They called it “domestic” rather than serious engineering innovation, didn’t they? As if the principles of structural integrity, material science, and manufacturing efficiency somehow become less valid when applied to items women use. Tell me, what’s more fundamental to engineering than solving practical problems with limited resources whilst under economic pressure? Because that’s precisely what I did.

Your patent files were destroyed in the great Patent Office fire of 1836. How does that make you feel about historical memory?

Destroyed. Ten thousand patents, gone. Not just mine – the first patent by an African American, Thomas Jennings, disappeared as well. All that documented proof of human ingenuity, reduced to ash because someone couldn’t properly tend a basement fire.

But here’s what truly burns me – it’s not just the fire that erased us. How many people today know Betsy Metcalf’s name? How many remember that the straw hat industry employed thousands of women and generated over £400,000 worth of goods in Massachusetts alone by 1810? We built an entire economy, yet we’re footnotes in history books, if we appear at all.

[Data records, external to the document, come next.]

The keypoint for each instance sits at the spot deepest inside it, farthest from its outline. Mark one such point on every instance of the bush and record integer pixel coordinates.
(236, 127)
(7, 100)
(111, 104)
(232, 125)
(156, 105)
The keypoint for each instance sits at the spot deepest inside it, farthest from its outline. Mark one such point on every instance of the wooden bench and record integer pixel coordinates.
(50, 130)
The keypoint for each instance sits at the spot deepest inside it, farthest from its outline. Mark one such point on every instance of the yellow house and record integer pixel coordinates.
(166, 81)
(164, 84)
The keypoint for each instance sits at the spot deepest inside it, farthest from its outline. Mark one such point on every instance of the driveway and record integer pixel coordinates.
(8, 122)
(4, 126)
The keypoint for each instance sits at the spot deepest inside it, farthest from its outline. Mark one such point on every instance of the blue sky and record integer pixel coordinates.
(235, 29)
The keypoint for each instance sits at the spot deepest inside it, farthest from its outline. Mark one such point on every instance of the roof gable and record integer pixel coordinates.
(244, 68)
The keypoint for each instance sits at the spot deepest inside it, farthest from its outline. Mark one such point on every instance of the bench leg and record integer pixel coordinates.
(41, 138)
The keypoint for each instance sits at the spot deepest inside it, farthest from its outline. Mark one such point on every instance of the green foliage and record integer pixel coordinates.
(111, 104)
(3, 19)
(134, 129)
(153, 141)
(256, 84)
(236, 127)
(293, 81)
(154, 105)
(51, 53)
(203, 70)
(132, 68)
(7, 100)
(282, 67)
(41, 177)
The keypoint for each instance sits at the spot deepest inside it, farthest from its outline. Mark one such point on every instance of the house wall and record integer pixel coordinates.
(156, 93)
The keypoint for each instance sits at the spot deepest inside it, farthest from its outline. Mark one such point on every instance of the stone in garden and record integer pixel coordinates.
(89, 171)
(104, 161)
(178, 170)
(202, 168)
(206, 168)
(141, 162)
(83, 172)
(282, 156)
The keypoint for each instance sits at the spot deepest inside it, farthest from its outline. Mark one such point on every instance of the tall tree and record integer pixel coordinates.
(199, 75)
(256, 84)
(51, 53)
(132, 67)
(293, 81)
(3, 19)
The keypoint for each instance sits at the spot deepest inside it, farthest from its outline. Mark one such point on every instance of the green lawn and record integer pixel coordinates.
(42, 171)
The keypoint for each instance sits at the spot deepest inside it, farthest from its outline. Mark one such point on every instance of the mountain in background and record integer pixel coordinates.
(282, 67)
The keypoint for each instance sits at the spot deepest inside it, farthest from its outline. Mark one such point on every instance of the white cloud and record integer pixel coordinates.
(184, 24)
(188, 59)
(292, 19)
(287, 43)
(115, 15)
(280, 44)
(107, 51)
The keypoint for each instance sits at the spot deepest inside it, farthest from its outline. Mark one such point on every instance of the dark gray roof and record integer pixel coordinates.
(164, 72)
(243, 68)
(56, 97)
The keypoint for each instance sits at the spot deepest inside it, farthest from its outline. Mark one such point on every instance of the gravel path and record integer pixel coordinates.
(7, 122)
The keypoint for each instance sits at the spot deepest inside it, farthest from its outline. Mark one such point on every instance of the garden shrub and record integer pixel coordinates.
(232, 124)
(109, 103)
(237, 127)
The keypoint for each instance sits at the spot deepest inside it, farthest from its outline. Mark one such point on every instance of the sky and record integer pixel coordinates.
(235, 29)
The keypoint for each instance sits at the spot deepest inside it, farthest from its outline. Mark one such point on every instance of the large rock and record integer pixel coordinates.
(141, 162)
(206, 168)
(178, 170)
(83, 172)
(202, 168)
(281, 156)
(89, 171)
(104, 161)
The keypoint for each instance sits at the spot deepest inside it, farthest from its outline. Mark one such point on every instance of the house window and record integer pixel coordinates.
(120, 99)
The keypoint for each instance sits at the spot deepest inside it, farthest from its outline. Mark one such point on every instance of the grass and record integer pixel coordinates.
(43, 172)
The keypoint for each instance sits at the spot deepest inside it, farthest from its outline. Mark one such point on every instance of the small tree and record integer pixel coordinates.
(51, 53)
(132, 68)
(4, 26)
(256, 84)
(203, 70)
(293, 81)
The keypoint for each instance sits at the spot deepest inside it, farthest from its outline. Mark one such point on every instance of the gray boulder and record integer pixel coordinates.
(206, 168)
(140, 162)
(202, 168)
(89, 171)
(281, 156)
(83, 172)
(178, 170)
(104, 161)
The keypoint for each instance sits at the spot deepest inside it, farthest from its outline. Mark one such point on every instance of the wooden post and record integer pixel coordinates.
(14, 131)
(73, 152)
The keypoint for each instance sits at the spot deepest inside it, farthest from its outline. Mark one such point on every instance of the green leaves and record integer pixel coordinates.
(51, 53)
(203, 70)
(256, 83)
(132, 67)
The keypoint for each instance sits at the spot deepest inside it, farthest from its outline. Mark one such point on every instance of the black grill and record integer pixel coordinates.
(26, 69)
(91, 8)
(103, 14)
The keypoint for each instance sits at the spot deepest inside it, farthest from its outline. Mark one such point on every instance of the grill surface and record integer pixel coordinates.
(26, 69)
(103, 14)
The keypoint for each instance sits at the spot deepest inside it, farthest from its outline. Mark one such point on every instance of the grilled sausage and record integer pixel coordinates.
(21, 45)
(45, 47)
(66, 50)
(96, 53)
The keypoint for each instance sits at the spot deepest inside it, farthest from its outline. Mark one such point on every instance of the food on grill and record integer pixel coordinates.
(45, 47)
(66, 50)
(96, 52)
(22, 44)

The fire destroyed the documents, but society destroyed the memory. They kept Edison’s name, didn’t they? Kept all the men who came after, who built on foundations that women like me helped lay. But us? We’re curiosities. “The first woman to…” as if being first were more important than being good at what we did.

You mentioned President Madison and his wife Dolley. What was their recognition like?

Now that was something genuine, I’ll give them credit. Dolley Madison understood fashion, understood economics, understood that my innovation was helping American women whilst strengthening our independence from European trade. Her letter wasn’t patronising – it recognised the practical value of what I’d accomplished.

President Madison signed that patent knowing it represented exactly the sort of domestic manufacturing his administration desperately needed. We were building a nation, remember, trying to prove we could stand on our own. Every successful innovation, whether it came from a man in a workshop or a woman in her kitchen, was a victory for American ingenuity.

But even then, even with presidential recognition, I suspect they saw it as women’s work supporting the real economy, rather than women’s work being part of the real economy. The distinction matters.

The records suggest you never profited from your invention and died in poverty. What happened?

Fashion. Isn’t that the most perfectly feminine way for a fortune to disappear? Just as my straw-and-silk technique was catching on, just as manufacturers were investing in the equipment and training workers, ladies’ fashion shifted. Suddenly everyone wanted different styles, different materials. The market for my particular innovation simply evaporated.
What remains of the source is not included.